Efficient Public Key Encryption With Outsourced Equality Test for Cloud-Based IoT Environments

Cloud-based Internet of Things (IoT) system is becoming a promising architecture in our modern society. However, cloud-based IoT system brings a number of challenges in the security aspect while improving the efficiency of data analytics. Especially, searching on encrypted data is challenging given today’s technology. Thus searchable encryption has emerged as one of the important research fields. Public key encryption with equality test (PKEET) provides a simple but useful mechanism to cryptographically protect data while keeping it available for equality test on ciphertexts. However, PKEET schemes in the literature are not suitable for cloud-based IoT system with privacy protection enhancement since the untrustworthy cloud server may be interested in query results by itself and hence reveal the private information of data owner out of the expectation of data user. Even worse, it could launch offline message recovery attack (OMRA) based on the returned query results.

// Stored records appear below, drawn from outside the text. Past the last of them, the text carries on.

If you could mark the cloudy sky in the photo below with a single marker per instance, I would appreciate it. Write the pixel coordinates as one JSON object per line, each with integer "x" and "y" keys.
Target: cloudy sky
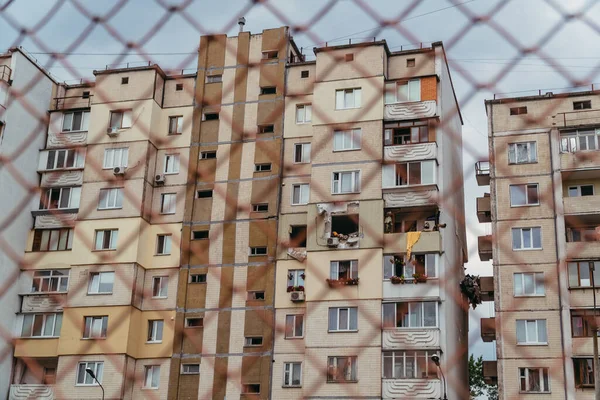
{"x": 486, "y": 54}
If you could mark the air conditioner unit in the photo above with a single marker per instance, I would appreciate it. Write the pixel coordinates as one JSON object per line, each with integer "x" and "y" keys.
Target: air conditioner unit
{"x": 159, "y": 179}
{"x": 297, "y": 296}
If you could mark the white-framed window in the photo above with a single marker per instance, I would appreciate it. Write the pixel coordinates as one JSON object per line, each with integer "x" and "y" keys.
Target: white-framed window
{"x": 116, "y": 157}
{"x": 76, "y": 121}
{"x": 531, "y": 331}
{"x": 348, "y": 98}
{"x": 163, "y": 244}
{"x": 524, "y": 195}
{"x": 101, "y": 282}
{"x": 95, "y": 327}
{"x": 83, "y": 378}
{"x": 422, "y": 314}
{"x": 342, "y": 369}
{"x": 522, "y": 153}
{"x": 106, "y": 239}
{"x": 171, "y": 164}
{"x": 110, "y": 199}
{"x": 347, "y": 139}
{"x": 48, "y": 281}
{"x": 155, "y": 331}
{"x": 409, "y": 174}
{"x": 301, "y": 153}
{"x": 529, "y": 284}
{"x": 168, "y": 202}
{"x": 41, "y": 325}
{"x": 60, "y": 198}
{"x": 534, "y": 380}
{"x": 300, "y": 193}
{"x": 160, "y": 286}
{"x": 292, "y": 374}
{"x": 402, "y": 91}
{"x": 527, "y": 238}
{"x": 415, "y": 364}
{"x": 346, "y": 269}
{"x": 345, "y": 182}
{"x": 343, "y": 319}
{"x": 303, "y": 113}
{"x": 151, "y": 376}
{"x": 294, "y": 326}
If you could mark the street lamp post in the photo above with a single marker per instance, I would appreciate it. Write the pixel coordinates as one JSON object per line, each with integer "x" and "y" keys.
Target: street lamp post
{"x": 91, "y": 373}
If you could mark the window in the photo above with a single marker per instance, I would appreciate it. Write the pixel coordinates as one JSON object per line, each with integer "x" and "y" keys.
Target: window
{"x": 167, "y": 203}
{"x": 582, "y": 105}
{"x": 115, "y": 158}
{"x": 531, "y": 331}
{"x": 101, "y": 282}
{"x": 341, "y": 369}
{"x": 410, "y": 315}
{"x": 300, "y": 193}
{"x": 155, "y": 330}
{"x": 303, "y": 113}
{"x": 95, "y": 327}
{"x": 524, "y": 195}
{"x": 409, "y": 365}
{"x": 527, "y": 238}
{"x": 262, "y": 167}
{"x": 343, "y": 319}
{"x": 160, "y": 286}
{"x": 302, "y": 153}
{"x": 403, "y": 91}
{"x": 292, "y": 374}
{"x": 151, "y": 376}
{"x": 253, "y": 341}
{"x": 345, "y": 182}
{"x": 60, "y": 198}
{"x": 340, "y": 270}
{"x": 347, "y": 140}
{"x": 581, "y": 190}
{"x": 518, "y": 110}
{"x": 522, "y": 153}
{"x": 534, "y": 380}
{"x": 581, "y": 275}
{"x": 110, "y": 199}
{"x": 50, "y": 281}
{"x": 106, "y": 239}
{"x": 121, "y": 119}
{"x": 409, "y": 135}
{"x": 584, "y": 371}
{"x": 41, "y": 325}
{"x": 83, "y": 378}
{"x": 348, "y": 98}
{"x": 198, "y": 278}
{"x": 171, "y": 163}
{"x": 163, "y": 244}
{"x": 52, "y": 239}
{"x": 176, "y": 125}
{"x": 294, "y": 326}
{"x": 76, "y": 121}
{"x": 529, "y": 284}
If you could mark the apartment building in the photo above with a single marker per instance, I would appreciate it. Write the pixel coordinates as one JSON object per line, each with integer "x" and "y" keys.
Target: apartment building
{"x": 543, "y": 210}
{"x": 371, "y": 230}
{"x": 100, "y": 271}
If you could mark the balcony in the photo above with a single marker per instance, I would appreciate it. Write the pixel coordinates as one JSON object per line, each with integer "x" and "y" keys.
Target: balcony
{"x": 410, "y": 110}
{"x": 482, "y": 173}
{"x": 421, "y": 338}
{"x": 411, "y": 389}
{"x": 488, "y": 329}
{"x": 484, "y": 208}
{"x": 484, "y": 244}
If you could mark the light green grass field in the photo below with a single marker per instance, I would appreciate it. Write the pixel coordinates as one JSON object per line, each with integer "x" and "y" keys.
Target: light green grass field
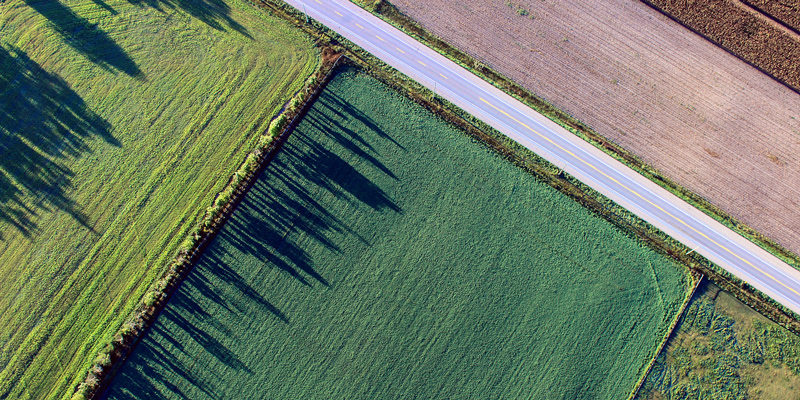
{"x": 119, "y": 122}
{"x": 386, "y": 255}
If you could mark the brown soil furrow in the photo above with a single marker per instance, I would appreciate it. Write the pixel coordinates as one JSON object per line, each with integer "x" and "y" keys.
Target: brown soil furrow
{"x": 785, "y": 11}
{"x": 695, "y": 112}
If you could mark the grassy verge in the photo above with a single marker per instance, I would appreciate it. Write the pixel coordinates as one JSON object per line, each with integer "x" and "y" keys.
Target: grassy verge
{"x": 390, "y": 14}
{"x": 383, "y": 253}
{"x": 549, "y": 173}
{"x": 121, "y": 121}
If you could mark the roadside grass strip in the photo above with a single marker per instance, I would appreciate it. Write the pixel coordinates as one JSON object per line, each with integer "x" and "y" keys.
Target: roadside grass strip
{"x": 385, "y": 254}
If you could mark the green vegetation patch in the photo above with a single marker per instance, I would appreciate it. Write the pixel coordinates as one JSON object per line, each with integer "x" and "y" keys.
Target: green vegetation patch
{"x": 385, "y": 254}
{"x": 119, "y": 122}
{"x": 725, "y": 350}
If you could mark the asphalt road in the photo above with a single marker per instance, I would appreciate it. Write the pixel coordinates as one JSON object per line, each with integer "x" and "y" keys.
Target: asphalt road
{"x": 559, "y": 146}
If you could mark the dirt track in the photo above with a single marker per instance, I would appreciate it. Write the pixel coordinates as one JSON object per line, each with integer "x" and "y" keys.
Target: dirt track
{"x": 701, "y": 116}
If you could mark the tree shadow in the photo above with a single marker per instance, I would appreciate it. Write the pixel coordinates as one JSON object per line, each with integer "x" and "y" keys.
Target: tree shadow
{"x": 282, "y": 224}
{"x": 43, "y": 123}
{"x": 86, "y": 38}
{"x": 214, "y": 13}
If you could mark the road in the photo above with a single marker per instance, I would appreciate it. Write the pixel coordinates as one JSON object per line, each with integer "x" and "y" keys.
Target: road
{"x": 577, "y": 157}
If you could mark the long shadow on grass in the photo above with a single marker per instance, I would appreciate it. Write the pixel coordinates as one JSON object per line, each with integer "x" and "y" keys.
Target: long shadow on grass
{"x": 215, "y": 13}
{"x": 43, "y": 123}
{"x": 85, "y": 37}
{"x": 299, "y": 203}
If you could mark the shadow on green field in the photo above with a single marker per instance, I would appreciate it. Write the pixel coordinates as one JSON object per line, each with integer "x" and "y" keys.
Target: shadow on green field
{"x": 85, "y": 37}
{"x": 217, "y": 313}
{"x": 215, "y": 13}
{"x": 42, "y": 124}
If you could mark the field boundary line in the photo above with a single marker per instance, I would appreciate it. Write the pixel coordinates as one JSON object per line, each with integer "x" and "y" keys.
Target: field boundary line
{"x": 545, "y": 171}
{"x": 116, "y": 353}
{"x": 746, "y": 293}
{"x": 669, "y": 335}
{"x": 390, "y": 14}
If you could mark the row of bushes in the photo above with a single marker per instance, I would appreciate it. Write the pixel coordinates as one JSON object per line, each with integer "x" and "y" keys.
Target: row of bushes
{"x": 111, "y": 356}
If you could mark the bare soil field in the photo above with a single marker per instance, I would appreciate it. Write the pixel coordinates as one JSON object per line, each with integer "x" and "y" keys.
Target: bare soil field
{"x": 785, "y": 11}
{"x": 755, "y": 37}
{"x": 698, "y": 114}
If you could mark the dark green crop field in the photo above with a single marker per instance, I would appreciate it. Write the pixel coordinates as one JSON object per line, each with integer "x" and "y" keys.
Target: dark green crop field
{"x": 384, "y": 254}
{"x": 119, "y": 123}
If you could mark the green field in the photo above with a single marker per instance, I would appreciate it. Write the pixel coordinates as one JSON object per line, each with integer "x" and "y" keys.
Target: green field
{"x": 119, "y": 122}
{"x": 384, "y": 254}
{"x": 723, "y": 349}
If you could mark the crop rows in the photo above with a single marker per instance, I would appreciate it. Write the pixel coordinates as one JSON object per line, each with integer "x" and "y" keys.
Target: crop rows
{"x": 743, "y": 32}
{"x": 385, "y": 254}
{"x": 119, "y": 123}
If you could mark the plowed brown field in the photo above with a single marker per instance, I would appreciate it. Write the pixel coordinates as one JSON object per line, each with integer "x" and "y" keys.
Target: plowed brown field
{"x": 757, "y": 38}
{"x": 785, "y": 11}
{"x": 701, "y": 116}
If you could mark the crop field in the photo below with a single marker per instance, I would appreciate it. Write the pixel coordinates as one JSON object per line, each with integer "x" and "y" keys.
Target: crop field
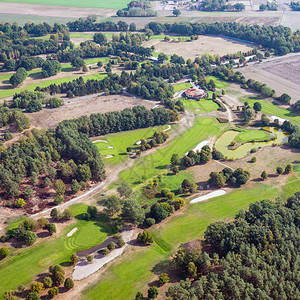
{"x": 204, "y": 44}
{"x": 132, "y": 274}
{"x": 149, "y": 166}
{"x": 112, "y": 4}
{"x": 14, "y": 270}
{"x": 117, "y": 143}
{"x": 281, "y": 74}
{"x": 86, "y": 105}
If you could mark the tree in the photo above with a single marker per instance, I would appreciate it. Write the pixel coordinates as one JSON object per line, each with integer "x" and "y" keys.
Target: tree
{"x": 53, "y": 292}
{"x": 257, "y": 106}
{"x": 59, "y": 187}
{"x": 192, "y": 270}
{"x": 74, "y": 259}
{"x": 145, "y": 237}
{"x": 51, "y": 228}
{"x": 279, "y": 170}
{"x": 124, "y": 189}
{"x": 139, "y": 296}
{"x": 111, "y": 246}
{"x": 100, "y": 38}
{"x": 33, "y": 296}
{"x": 132, "y": 211}
{"x": 112, "y": 205}
{"x": 288, "y": 169}
{"x": 77, "y": 62}
{"x": 153, "y": 292}
{"x": 4, "y": 252}
{"x": 20, "y": 202}
{"x": 30, "y": 238}
{"x": 163, "y": 278}
{"x": 47, "y": 282}
{"x": 36, "y": 287}
{"x": 69, "y": 284}
{"x": 176, "y": 12}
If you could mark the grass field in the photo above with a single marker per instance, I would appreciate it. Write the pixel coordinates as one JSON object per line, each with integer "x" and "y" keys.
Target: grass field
{"x": 181, "y": 86}
{"x": 113, "y": 4}
{"x": 56, "y": 249}
{"x": 124, "y": 279}
{"x": 252, "y": 135}
{"x": 121, "y": 140}
{"x": 151, "y": 165}
{"x": 272, "y": 109}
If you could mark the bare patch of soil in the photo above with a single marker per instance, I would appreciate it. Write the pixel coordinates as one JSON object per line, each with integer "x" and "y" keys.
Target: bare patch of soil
{"x": 74, "y": 109}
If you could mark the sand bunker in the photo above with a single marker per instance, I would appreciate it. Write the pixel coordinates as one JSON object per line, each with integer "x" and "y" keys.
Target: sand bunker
{"x": 100, "y": 141}
{"x": 72, "y": 231}
{"x": 279, "y": 119}
{"x": 209, "y": 196}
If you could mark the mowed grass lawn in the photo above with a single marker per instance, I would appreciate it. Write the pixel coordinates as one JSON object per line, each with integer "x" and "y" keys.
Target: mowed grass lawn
{"x": 112, "y": 4}
{"x": 122, "y": 140}
{"x": 252, "y": 135}
{"x": 134, "y": 272}
{"x": 24, "y": 264}
{"x": 152, "y": 165}
{"x": 272, "y": 109}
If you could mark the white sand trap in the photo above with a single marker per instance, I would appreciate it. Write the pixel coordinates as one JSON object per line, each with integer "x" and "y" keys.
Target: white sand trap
{"x": 83, "y": 269}
{"x": 209, "y": 196}
{"x": 169, "y": 127}
{"x": 72, "y": 231}
{"x": 279, "y": 119}
{"x": 100, "y": 141}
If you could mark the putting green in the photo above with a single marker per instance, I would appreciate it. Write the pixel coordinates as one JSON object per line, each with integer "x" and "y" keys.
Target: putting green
{"x": 227, "y": 137}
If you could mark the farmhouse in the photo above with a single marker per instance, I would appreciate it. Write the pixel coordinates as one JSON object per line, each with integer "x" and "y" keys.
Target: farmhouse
{"x": 195, "y": 93}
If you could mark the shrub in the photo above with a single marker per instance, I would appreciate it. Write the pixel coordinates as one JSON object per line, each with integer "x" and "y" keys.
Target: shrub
{"x": 145, "y": 237}
{"x": 47, "y": 282}
{"x": 111, "y": 246}
{"x": 4, "y": 252}
{"x": 69, "y": 284}
{"x": 19, "y": 203}
{"x": 163, "y": 278}
{"x": 53, "y": 292}
{"x": 149, "y": 222}
{"x": 36, "y": 286}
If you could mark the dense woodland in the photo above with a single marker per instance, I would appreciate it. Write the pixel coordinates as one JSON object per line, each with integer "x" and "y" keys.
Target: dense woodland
{"x": 253, "y": 257}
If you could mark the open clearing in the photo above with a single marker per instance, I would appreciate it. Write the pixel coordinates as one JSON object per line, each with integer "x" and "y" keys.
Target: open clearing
{"x": 281, "y": 74}
{"x": 204, "y": 44}
{"x": 112, "y": 4}
{"x": 76, "y": 109}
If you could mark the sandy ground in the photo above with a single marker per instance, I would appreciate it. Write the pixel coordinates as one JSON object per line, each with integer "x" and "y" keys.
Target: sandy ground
{"x": 205, "y": 44}
{"x": 53, "y": 11}
{"x": 84, "y": 269}
{"x": 75, "y": 109}
{"x": 283, "y": 75}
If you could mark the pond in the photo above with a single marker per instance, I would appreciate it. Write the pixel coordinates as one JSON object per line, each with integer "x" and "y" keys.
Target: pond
{"x": 227, "y": 137}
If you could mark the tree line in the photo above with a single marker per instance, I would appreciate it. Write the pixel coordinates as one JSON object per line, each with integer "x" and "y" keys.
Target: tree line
{"x": 253, "y": 257}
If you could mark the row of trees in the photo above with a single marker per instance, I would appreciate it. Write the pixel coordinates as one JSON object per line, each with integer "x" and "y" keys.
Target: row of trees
{"x": 252, "y": 257}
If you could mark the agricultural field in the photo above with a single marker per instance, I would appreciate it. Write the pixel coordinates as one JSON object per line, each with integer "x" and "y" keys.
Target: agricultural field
{"x": 85, "y": 105}
{"x": 280, "y": 74}
{"x": 204, "y": 44}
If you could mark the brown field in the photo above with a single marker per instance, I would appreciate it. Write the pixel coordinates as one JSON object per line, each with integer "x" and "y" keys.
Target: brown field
{"x": 205, "y": 44}
{"x": 53, "y": 11}
{"x": 282, "y": 75}
{"x": 86, "y": 106}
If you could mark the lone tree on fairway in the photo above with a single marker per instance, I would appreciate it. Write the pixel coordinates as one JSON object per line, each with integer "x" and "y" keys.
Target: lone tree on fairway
{"x": 153, "y": 292}
{"x": 264, "y": 175}
{"x": 176, "y": 12}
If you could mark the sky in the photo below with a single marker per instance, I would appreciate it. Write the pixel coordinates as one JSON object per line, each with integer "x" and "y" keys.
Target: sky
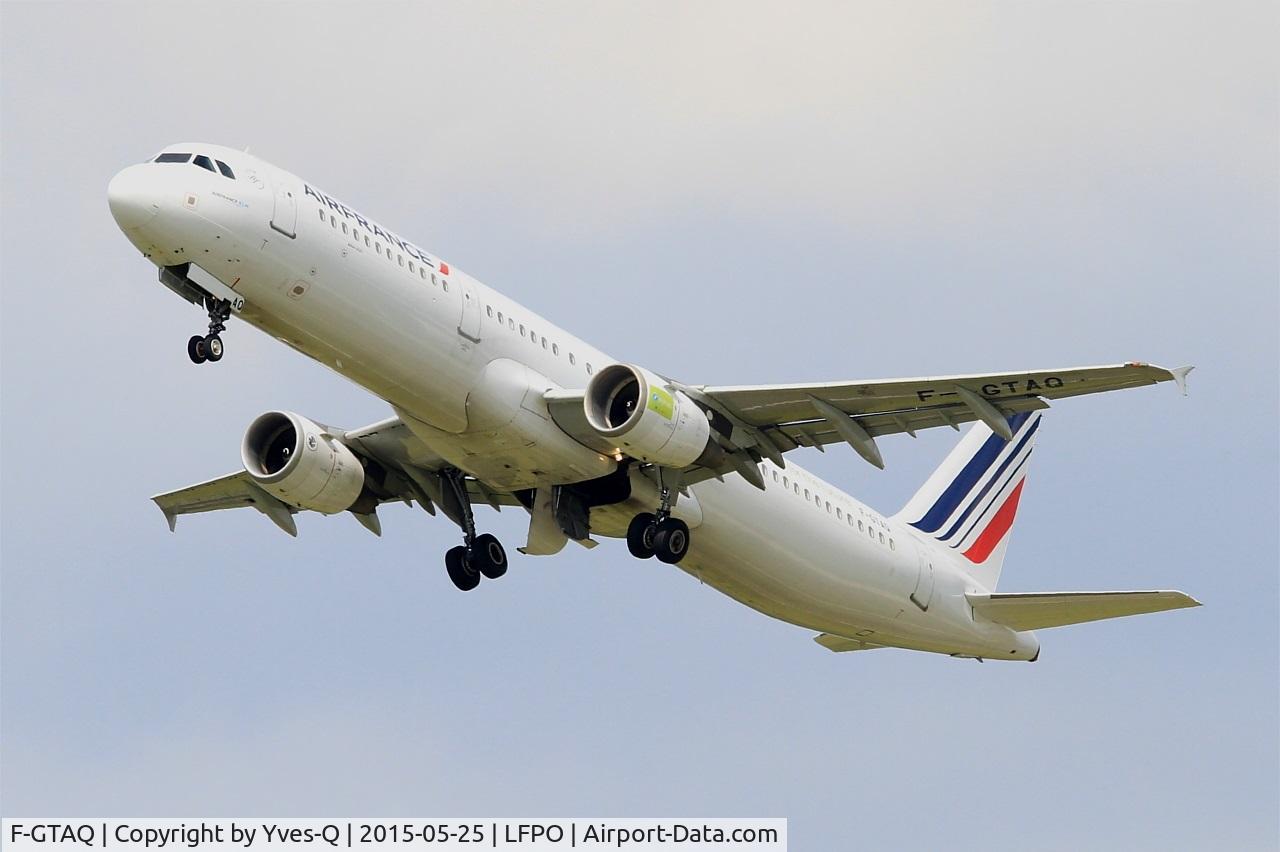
{"x": 727, "y": 193}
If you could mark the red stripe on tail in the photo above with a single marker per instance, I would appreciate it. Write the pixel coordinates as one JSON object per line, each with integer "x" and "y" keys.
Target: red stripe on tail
{"x": 996, "y": 530}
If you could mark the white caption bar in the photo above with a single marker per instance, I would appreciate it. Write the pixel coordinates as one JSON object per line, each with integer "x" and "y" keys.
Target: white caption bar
{"x": 421, "y": 834}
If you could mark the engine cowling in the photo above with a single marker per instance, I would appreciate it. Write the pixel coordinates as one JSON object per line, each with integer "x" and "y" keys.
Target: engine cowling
{"x": 647, "y": 417}
{"x": 295, "y": 459}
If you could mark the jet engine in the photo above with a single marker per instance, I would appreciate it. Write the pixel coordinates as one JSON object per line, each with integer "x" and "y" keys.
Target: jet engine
{"x": 648, "y": 418}
{"x": 301, "y": 463}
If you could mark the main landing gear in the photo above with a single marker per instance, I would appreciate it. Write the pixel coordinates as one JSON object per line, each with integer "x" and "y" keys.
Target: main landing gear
{"x": 479, "y": 554}
{"x": 210, "y": 347}
{"x": 658, "y": 534}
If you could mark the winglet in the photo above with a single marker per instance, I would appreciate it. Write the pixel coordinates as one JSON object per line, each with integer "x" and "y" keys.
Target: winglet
{"x": 1180, "y": 378}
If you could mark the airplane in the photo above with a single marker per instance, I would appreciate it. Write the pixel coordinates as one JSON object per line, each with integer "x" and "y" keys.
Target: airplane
{"x": 494, "y": 404}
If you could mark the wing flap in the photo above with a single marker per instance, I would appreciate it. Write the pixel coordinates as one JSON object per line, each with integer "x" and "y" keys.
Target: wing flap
{"x": 1029, "y": 612}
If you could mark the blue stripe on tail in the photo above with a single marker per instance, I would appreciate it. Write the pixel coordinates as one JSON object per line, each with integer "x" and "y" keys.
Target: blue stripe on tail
{"x": 991, "y": 482}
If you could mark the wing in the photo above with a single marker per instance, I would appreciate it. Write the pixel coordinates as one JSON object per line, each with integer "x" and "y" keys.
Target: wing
{"x": 398, "y": 467}
{"x": 810, "y": 415}
{"x": 229, "y": 491}
{"x": 766, "y": 421}
{"x": 1029, "y": 612}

In this paper, we introduce a new notion of public key encryption with outsourced equality test (PKE-OET) for adapting to cloud-based IoT environments as well as providing a flexible solution to resist against OMRA without taking any information about entrusted parties as input in encryption. We formally define the security model of PKE-OET against three types of adversary including IND-CCA-I, IND-CCA-II and IND-CCA-III. We present a generic PKE-OET construction using a new variant of smooth projective hash function (SPHF) with a novel Lin-Hom property, which is of independent interest. Then we provide an efficient PKE-OET instantiation from Symmetric eXternal Diffie-Helllman (SXDH) assumption and show its practicality for cloud-based IoT environments through a series of experiments on Cloud Server and Raspberry Pi.